There's also a file called after_crash_revert_6.6.36.txt which is the initial log after I downgraded to 6.6.36... This is significant because it shows a successful upload of the file which 6.6.38 failed to upload immediately prior to crash.

The dumps cover 2 crashes.

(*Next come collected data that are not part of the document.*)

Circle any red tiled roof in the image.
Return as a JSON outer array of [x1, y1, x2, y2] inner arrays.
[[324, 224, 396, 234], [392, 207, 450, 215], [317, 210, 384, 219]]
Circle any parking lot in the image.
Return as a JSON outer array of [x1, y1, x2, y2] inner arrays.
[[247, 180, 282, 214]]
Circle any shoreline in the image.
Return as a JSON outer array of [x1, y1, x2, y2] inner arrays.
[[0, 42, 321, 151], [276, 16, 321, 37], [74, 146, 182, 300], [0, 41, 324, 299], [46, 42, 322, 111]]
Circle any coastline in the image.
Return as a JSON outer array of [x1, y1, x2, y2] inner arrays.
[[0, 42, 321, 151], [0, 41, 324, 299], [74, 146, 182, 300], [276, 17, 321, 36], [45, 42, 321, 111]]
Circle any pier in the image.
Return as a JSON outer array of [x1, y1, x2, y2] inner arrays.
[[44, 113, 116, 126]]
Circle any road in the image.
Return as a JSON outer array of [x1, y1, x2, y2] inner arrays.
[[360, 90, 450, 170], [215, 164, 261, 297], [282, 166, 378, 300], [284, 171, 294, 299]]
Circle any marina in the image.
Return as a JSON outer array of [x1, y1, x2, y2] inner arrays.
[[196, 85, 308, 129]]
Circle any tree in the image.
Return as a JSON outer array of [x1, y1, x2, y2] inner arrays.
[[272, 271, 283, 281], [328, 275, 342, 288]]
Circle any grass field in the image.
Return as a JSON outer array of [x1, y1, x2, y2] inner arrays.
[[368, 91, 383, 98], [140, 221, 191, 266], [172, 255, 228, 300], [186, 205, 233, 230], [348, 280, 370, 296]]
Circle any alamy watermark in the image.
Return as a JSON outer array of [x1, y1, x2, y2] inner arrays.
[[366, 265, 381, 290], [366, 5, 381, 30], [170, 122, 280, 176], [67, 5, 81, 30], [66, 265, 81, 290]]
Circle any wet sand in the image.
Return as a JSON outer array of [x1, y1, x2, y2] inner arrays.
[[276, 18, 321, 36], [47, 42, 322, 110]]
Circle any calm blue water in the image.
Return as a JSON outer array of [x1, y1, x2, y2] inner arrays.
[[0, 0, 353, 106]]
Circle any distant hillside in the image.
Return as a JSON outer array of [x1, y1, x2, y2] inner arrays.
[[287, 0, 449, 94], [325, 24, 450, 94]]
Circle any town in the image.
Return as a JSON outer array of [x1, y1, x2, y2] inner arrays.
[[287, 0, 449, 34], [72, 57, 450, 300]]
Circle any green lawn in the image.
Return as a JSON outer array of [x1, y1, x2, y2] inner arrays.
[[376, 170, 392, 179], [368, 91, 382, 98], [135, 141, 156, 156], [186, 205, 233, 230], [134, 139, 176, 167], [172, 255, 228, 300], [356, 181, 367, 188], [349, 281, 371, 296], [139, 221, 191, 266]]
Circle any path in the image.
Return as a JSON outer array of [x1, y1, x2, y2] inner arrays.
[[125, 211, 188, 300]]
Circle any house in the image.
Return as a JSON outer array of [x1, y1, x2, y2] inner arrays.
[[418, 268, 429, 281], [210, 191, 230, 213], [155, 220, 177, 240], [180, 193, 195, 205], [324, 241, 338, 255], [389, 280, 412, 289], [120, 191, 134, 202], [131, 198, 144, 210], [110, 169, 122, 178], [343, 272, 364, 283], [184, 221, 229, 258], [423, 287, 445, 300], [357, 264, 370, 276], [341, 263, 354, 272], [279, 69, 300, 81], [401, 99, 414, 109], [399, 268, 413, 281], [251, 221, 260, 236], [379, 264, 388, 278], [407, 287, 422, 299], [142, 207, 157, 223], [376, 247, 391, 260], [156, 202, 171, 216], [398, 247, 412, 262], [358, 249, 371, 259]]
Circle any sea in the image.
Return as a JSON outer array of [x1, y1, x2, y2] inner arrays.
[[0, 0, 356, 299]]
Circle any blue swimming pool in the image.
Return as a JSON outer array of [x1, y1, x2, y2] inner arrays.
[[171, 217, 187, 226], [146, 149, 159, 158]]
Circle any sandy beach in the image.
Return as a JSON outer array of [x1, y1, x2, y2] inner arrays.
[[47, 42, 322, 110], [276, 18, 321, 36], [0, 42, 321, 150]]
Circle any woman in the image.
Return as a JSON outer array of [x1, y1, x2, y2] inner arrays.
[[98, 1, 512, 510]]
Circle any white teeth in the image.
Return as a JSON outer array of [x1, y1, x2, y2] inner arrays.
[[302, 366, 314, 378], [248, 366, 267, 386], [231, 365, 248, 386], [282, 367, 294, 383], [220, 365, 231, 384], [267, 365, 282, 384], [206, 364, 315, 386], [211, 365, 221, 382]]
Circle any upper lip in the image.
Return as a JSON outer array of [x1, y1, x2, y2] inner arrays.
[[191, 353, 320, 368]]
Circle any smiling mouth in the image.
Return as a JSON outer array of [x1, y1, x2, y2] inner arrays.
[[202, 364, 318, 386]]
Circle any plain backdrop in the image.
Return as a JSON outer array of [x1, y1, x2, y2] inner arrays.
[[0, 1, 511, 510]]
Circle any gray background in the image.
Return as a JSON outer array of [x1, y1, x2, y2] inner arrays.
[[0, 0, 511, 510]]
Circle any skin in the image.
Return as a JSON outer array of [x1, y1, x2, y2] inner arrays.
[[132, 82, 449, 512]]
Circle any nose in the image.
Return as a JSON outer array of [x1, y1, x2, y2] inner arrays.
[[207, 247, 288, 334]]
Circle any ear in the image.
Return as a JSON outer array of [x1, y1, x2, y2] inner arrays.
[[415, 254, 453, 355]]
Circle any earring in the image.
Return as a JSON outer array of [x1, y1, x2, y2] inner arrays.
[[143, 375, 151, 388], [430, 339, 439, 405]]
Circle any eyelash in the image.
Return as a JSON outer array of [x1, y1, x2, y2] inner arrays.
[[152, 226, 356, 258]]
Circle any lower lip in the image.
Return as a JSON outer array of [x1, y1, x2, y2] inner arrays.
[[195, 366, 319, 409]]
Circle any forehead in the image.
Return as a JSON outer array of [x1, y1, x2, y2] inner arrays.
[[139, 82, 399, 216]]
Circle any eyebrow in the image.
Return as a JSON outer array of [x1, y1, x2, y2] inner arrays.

Each crash is preceded by file upload errors in stdoutdae.txt. Apparently something restarted boinc after the first crash and it crashed again within seconds. This is the tail end of stdoutdae.txt just after the crash, beginning with the completion of the Lattice project task that crashes 6.6.38 on upload.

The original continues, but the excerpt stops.